Edit: this was with a freshly replaced transceiver since I was worried the last one may have been bad… maybe the problem is in the adapter board I made?

So, the scope arrived, excellent! Is the signal above really measured on the Rx pin? The signal looks more like the CAN bus between H and L.

Yeah, can is a differential line so that looks perfect to me if you are measuring one of the two lines w.r.t. GND. What about using one line as a virtual ground to get the signal on the other? I mean, the terminal resistor is probably a little off because the leading edge signal is a little smoothed over but you can tune it. What is the terminal resistor value, and what is the can speed? I’m speculating since there is not actual picture or schematics, I could be totally wrong of course here.

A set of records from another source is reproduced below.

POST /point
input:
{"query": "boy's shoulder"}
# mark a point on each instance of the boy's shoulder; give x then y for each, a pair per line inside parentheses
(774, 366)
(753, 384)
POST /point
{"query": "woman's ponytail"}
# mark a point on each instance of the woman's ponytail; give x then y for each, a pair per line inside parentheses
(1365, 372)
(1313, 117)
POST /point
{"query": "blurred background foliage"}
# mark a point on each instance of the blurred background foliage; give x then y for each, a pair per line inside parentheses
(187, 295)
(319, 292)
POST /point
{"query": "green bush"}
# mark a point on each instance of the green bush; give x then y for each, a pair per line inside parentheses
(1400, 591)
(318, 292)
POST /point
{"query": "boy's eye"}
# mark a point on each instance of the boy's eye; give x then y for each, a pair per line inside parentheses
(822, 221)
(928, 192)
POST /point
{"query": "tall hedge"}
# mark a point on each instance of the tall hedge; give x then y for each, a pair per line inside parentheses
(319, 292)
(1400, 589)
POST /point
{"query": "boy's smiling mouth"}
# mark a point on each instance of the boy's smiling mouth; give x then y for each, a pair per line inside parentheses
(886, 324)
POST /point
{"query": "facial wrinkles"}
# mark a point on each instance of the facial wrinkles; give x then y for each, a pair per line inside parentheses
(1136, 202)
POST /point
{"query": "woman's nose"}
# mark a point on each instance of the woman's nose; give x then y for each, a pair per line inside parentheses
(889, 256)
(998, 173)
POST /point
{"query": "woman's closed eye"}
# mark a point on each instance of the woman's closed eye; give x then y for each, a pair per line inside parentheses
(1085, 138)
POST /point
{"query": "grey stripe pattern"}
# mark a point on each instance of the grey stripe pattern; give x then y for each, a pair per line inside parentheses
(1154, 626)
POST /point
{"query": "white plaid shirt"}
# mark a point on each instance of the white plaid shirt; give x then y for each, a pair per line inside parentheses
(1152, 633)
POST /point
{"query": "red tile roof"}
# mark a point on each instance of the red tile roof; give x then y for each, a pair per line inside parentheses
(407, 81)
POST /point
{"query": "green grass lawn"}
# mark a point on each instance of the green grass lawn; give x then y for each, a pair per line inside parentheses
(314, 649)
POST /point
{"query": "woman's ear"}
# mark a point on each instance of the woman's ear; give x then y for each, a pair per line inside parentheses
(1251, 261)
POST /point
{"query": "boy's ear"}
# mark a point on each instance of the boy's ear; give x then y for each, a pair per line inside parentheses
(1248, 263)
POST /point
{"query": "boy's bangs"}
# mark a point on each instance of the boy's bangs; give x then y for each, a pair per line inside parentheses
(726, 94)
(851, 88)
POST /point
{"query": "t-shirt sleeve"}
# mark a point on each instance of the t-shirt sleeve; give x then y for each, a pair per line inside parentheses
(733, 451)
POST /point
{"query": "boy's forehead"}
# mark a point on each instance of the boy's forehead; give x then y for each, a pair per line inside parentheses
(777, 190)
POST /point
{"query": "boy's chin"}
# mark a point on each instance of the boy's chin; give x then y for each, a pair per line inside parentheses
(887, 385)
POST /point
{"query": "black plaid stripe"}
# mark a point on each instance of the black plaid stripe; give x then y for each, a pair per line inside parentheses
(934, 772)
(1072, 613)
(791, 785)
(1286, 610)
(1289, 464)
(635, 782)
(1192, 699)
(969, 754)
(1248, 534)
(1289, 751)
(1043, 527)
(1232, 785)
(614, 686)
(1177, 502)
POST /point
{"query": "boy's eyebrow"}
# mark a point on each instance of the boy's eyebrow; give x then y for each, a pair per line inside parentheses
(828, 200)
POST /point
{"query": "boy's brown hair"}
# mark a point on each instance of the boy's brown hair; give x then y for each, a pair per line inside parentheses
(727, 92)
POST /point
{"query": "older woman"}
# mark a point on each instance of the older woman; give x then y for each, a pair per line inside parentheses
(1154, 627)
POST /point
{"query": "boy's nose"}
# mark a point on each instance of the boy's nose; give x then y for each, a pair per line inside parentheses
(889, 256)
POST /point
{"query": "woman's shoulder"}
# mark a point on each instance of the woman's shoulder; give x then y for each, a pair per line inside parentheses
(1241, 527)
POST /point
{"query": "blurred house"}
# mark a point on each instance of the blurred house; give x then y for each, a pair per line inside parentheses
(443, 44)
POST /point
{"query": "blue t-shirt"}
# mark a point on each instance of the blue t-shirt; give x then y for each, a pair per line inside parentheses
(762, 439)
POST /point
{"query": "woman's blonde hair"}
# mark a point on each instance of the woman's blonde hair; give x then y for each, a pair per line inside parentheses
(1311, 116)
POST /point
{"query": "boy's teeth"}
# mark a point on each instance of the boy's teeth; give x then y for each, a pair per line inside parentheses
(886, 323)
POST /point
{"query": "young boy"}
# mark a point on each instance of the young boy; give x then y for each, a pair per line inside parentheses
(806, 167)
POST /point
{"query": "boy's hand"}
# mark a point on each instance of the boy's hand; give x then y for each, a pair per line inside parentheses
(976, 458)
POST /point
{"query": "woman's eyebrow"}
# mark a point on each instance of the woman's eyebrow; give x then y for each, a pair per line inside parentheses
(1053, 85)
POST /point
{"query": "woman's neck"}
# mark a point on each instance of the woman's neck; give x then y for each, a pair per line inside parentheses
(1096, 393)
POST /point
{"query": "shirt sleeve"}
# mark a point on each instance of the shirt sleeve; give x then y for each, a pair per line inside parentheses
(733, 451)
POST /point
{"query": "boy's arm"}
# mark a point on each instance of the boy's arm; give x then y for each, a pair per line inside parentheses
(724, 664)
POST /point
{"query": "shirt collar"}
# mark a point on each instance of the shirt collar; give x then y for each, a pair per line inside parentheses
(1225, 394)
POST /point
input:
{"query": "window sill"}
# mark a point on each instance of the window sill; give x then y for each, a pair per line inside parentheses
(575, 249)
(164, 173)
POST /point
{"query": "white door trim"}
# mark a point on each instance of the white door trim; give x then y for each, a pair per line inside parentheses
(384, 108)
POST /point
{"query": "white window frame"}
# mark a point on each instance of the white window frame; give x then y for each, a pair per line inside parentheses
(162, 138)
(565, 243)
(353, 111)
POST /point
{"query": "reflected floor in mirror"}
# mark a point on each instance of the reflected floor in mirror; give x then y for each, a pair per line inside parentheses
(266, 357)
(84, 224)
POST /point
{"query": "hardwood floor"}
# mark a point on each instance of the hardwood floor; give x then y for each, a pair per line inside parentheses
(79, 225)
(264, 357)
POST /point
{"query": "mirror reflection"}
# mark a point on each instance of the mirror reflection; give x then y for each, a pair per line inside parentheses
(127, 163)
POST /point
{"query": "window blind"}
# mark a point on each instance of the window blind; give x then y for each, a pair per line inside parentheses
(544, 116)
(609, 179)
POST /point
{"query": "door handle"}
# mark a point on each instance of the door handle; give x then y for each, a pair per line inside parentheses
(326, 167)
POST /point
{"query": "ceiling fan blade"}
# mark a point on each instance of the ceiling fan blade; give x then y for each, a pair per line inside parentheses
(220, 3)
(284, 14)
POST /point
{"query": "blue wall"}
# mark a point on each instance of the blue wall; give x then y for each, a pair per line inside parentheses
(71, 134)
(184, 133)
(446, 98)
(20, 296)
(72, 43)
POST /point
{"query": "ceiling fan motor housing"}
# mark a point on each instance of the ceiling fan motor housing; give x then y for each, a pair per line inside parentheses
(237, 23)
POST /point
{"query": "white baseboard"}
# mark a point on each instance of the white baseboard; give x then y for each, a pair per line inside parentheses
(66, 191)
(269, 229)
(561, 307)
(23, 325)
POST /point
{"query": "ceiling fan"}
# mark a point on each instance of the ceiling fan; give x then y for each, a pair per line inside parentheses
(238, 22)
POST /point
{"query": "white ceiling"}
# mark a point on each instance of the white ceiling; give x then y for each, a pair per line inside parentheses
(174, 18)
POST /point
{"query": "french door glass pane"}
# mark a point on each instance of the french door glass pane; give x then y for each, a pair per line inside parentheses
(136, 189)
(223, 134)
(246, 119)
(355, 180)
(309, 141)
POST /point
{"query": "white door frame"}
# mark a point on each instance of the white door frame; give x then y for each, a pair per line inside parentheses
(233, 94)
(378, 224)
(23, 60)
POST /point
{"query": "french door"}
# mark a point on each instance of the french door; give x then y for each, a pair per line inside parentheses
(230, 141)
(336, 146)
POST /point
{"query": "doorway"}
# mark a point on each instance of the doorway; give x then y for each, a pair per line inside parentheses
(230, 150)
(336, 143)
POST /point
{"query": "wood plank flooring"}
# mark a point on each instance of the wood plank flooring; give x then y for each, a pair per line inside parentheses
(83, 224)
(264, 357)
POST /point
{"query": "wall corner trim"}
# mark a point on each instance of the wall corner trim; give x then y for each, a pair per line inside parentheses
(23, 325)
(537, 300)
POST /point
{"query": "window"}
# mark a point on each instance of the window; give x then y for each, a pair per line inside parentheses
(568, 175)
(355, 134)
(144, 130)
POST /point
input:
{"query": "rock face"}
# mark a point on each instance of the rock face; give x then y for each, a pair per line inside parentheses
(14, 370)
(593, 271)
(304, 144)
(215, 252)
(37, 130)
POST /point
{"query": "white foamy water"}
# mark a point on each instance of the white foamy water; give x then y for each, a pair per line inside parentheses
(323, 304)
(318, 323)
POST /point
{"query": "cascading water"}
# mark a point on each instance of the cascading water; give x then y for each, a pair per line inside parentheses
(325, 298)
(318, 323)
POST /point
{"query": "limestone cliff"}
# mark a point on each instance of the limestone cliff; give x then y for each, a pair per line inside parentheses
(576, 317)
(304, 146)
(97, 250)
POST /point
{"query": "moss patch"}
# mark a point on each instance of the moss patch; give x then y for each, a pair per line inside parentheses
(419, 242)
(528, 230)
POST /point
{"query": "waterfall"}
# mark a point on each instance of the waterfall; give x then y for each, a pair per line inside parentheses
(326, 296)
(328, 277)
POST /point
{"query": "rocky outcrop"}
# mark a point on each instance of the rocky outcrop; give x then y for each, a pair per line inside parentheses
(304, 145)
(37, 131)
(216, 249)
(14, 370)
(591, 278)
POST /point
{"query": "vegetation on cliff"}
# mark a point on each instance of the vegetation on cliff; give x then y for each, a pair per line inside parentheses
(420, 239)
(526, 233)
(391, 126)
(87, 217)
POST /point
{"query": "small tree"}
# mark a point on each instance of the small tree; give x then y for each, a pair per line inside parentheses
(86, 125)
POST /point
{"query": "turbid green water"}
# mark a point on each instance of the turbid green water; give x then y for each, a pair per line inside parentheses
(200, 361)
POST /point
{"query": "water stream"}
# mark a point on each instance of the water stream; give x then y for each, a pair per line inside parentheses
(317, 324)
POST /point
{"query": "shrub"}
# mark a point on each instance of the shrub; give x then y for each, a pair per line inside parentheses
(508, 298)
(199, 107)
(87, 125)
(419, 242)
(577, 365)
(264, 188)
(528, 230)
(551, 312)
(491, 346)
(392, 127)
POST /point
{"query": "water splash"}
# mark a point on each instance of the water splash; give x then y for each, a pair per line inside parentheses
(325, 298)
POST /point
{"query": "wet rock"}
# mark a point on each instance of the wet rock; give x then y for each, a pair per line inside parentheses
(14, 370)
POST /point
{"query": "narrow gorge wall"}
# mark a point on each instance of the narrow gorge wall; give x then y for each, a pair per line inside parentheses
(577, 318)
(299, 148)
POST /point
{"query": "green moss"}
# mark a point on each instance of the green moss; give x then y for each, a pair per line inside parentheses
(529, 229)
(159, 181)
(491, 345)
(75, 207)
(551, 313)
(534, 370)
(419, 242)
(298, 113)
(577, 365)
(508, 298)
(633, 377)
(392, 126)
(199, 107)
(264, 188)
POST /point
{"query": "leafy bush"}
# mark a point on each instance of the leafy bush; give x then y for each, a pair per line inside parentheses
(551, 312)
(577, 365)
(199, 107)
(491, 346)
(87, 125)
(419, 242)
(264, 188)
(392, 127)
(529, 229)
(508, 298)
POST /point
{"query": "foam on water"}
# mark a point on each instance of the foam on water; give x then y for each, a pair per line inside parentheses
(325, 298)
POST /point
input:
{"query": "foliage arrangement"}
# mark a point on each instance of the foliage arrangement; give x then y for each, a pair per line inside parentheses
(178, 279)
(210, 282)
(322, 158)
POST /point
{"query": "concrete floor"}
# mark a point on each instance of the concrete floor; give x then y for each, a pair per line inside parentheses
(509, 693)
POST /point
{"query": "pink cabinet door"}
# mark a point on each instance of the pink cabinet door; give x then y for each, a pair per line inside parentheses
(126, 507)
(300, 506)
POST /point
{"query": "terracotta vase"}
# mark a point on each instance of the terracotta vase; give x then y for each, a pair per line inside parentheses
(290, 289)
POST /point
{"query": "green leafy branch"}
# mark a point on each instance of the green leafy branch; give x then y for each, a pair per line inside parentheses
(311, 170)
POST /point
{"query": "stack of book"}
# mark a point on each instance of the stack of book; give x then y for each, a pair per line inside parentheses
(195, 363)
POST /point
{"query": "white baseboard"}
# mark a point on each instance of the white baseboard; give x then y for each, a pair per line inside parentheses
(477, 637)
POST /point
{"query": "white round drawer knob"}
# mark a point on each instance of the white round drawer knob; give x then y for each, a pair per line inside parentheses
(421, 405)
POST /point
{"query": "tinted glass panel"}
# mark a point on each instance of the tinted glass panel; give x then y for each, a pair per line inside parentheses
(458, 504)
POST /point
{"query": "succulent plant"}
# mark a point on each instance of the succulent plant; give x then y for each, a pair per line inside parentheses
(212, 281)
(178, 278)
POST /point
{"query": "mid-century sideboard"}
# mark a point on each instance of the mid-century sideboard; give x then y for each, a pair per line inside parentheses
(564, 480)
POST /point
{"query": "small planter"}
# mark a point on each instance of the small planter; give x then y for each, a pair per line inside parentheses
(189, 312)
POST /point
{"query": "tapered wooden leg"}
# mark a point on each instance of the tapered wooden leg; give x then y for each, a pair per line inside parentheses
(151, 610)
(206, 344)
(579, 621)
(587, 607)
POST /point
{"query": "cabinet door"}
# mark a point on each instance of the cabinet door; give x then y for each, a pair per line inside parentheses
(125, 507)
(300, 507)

If you mean to put the ground clip on the other differential line, this does not work because the probe is earth referenced through the oscilloscope via shield of the probe (if you had a differential probe, then you can do that). What you can do, however, is measure each signal referenced to ground, and then subtract them on a math channel (most digital oscilloscopes will have this). But like @Grizzly mentions, you probably mean to be looking at CAN RX/TX, not CANH/L. The transceiver needs to adjust the DC levels for whatever the common mode on the bus is, it has a number of jobs- I think you only need to be as concerned about getting a valid signal out of the micro, on CAN Tx/Rx.

Does sigrok have a CAN/FDCAN decoder? That would be a nice way to see what’s going on…

It does and without it my lib would probably not exist :wink:!

Yes, that is really measured on the RX pin. Very strange… it’s more difficult to trigger on the RX pin than on the actual CAN L/H lines due to the small voltage drop. It’s only doing this on the one board, the two pi picos on the bus are using the same transceiver but don’t have this issue and do the full 3.3->0 drop instead of just to ~2.6V.
Edit: One thing I did notice is the 3v3 line is pretty noisy, with consistent ripples between 3.35 and 3v, with more intermittent drops to 2.8v. Could that indicate power issues?

The scope software I have includes a decoder, and they for the most part look the same as what I’m seeing on my logic analyzer on the H/L lines, and matches what the other boards on the bus are seeing.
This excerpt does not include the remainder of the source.